The Democratic Party, which has abandoned any ambition for a convergence of the struggles between poor whites and ethnic minorities, is becoming the far-fetched “big tent,” in which are found multi-nationals, globalized technocratic bourgeoisie, minorities and young anti-capitalists. Clearly, the evolution toward a single-party “democracy” is dangerous. One sees it already.

Too Much Media Attention

Biden is treated with too much consideration by the American media. The unpleasant aspects of his presidency are insufficiently examined: the migrant crisis on the southern border, the personal fragility of the head of state, the limited media access to the president, the proximity of relatives and collaborators of the president to the business community or the continuity with Trump on certain issues. Breaking with Republican tradition (in the lofty sense of the term), Biden declared himself on a legal matter before the verdict — that against Derek Chauvin, convicted in the murder of George Floyd.

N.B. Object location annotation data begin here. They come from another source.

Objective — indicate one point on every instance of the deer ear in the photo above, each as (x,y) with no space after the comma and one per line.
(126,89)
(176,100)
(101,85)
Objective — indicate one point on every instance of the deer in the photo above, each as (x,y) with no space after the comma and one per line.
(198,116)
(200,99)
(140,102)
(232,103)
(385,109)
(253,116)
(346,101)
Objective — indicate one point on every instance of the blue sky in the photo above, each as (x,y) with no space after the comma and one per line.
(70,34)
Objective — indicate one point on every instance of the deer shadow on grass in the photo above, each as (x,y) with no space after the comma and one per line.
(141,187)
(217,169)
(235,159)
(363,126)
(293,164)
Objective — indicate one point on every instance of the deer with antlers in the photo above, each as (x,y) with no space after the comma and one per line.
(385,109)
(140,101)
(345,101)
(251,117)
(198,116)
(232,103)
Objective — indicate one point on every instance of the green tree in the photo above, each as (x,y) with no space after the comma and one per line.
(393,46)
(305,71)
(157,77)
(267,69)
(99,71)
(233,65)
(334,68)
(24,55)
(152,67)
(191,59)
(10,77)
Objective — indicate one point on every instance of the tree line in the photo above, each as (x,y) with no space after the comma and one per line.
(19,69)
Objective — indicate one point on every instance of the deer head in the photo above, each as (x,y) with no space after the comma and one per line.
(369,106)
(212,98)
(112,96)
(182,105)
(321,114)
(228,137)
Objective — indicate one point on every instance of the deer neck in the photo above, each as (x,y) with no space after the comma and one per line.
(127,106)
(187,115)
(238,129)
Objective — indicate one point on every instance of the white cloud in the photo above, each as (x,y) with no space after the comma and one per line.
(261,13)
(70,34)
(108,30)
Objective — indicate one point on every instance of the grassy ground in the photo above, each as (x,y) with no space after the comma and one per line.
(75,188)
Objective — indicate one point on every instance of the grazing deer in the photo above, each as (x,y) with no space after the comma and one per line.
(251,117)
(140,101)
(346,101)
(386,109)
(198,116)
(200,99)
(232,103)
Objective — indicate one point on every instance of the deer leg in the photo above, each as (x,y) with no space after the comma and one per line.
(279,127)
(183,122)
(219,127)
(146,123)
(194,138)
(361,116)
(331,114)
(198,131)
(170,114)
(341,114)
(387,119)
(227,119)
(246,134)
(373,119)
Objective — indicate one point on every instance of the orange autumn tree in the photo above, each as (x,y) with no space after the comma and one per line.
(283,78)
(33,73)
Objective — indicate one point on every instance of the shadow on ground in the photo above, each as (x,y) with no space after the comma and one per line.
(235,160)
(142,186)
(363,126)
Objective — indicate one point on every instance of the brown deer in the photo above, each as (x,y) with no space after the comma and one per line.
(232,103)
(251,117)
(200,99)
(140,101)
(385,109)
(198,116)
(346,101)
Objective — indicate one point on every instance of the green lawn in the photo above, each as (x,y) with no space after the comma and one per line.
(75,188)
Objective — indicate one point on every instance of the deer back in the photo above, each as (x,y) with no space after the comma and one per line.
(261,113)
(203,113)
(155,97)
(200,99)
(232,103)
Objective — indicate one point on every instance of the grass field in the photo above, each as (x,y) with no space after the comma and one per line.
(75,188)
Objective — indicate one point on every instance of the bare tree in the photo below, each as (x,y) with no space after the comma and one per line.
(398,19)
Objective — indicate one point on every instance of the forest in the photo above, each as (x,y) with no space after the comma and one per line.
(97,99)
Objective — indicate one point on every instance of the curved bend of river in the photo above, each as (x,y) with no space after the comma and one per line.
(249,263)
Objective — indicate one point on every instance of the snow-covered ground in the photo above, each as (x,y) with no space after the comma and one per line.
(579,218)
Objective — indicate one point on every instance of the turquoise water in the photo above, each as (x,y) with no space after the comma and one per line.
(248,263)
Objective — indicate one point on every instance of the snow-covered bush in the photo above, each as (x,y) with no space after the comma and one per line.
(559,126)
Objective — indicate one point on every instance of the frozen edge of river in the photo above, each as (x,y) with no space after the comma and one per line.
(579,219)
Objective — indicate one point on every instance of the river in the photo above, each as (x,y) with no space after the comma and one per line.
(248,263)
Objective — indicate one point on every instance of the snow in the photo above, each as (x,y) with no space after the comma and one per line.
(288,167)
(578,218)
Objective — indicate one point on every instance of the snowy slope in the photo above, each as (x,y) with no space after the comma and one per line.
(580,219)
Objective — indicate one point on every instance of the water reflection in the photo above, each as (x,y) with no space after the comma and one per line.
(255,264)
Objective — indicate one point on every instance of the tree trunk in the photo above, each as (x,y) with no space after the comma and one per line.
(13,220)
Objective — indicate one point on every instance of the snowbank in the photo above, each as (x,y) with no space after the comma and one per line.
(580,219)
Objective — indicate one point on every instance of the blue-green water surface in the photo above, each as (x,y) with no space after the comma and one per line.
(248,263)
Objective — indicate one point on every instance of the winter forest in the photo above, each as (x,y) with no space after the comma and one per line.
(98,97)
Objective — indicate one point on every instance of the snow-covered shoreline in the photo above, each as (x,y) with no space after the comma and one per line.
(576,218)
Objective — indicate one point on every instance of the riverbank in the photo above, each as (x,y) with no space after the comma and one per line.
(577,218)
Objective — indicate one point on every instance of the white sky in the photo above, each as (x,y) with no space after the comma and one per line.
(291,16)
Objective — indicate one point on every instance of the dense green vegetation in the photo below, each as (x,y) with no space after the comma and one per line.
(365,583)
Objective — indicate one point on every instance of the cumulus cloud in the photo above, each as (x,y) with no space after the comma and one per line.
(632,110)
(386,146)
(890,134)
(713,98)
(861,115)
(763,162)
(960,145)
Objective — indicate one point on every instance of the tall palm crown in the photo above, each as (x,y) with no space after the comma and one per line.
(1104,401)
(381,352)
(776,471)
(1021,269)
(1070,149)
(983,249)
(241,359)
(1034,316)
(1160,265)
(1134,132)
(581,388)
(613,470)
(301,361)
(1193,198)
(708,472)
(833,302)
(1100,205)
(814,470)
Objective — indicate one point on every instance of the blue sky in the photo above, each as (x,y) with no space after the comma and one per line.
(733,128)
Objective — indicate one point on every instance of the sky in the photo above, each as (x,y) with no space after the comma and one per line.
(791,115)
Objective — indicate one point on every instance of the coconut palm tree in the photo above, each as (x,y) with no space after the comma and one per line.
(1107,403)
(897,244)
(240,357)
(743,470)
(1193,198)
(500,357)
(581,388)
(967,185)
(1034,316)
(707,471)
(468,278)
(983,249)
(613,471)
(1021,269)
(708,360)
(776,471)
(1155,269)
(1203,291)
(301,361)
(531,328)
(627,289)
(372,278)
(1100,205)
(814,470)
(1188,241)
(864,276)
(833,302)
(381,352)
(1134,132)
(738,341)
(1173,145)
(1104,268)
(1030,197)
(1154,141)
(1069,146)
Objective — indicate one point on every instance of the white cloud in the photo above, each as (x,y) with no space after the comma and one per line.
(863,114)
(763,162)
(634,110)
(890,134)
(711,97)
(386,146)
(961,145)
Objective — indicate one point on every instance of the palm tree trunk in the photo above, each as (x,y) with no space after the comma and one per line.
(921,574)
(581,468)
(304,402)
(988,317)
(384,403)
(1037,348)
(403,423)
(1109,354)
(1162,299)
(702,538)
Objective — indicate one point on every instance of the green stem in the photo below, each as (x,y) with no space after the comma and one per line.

Biden came to power with 55.5% support, by an average of the polls. That’s much more than Trump at the same stage but less than most of his other predecessors. Since then, the level of satisfaction toward Biden has dropped by 2.5 points and that of the discontented has climbed by 5.5 points.

Biden is losing ground particularly among independent voters, who are now calling for a third major party, like 63% of Republicans and even 46% of Democrats. In total, 62% of Americans today consider that the Republican and Democratic Parties “represent the people so poorly that a third party is necessary.”* A record since 2003, when Gallup began polling people on this question. However, the American dream of a new political bid is more far-off, and the nightmare of a single-party democracy closer than ever. Biden must therefore reconnect with his acceptance speech and make national unity the real central theme of his presidency.

*Editor’s note: Although accurately translated, the quoted remarks could not be independently verified.